First Introduction of NiSe2 to Anode Material for Sodium-Ion Batteries: A Hybrid of Graphene-Wrapped NiSe2/C Porous Nanofiber

Jung Sang Cho  1 Seung Yeon Lee  1 Yun Chan Kang  1
Affiliations

First Introduction of NiSe2 to Anode Material for Sodium-Ion Batteries: A Hybrid of Graphene-Wrapped NiSe2/C Porous Nanofiber

Jung Sang Cho et al. Sci Rep. .

Abstract

The first-ever study of nickel selenide materials as efficient anode materials for Na-ion rechargeable batteries is conducted using the electrospinning process. NiSe2-reduced graphene oxide (rGO)-C composite nanofibers are successfully prepared via electrospinning and a subsequent selenization process. The electrospun nanofibers giving rise to these porous-structured composite nanofibers with optimum amount of amorphous C are obtained from the polystyrene to polyacrylonitrile ratio of 1/4. These composite nanofibers also consist of uniformly distributed single-crystalline NiSe2 nanocrystals that have a mean size of 27 nm. In contrast, the densely structured bare NiSe2 nanofibers formed via selenization of the pure NiO nanofibers consist of large crystallites. The initial discharge capacities of the NiSe2-rGO-C composite and bare NiSe2 nanofibers at a current density of 200 mA g(-1) are 717 and 755 mA h g(-1), respectively.

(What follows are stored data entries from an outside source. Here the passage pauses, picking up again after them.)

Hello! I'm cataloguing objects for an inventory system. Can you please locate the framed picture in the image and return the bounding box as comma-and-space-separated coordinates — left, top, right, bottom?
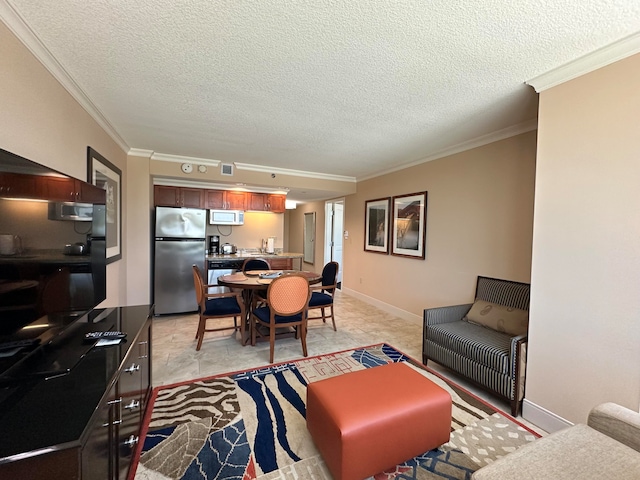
87, 147, 122, 263
364, 197, 391, 255
391, 192, 427, 260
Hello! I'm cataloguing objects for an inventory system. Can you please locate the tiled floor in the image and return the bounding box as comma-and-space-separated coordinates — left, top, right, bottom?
152, 291, 542, 433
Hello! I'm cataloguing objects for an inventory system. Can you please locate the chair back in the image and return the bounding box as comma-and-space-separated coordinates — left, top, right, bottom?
193, 265, 204, 307
267, 273, 311, 316
242, 258, 271, 273
322, 262, 340, 292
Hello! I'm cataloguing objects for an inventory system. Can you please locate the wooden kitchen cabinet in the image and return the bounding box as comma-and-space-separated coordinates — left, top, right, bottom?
206, 190, 247, 210
153, 185, 205, 208
0, 173, 105, 203
39, 177, 105, 203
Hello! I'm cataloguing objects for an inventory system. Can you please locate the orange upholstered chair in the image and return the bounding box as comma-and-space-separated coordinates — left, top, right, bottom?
251, 273, 311, 363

However, the respective 100(th)-cycle discharge capacities of the former and latter are 468 and 35 mA h g(-1). Electrochemical impedance spectroscopy measurements reveal the structural stability of the composite nanofibers during repeated Na-ion insertion and extraction processes. The excellent Na-ion storage properties of these nanofibers are attributed to this structural stability.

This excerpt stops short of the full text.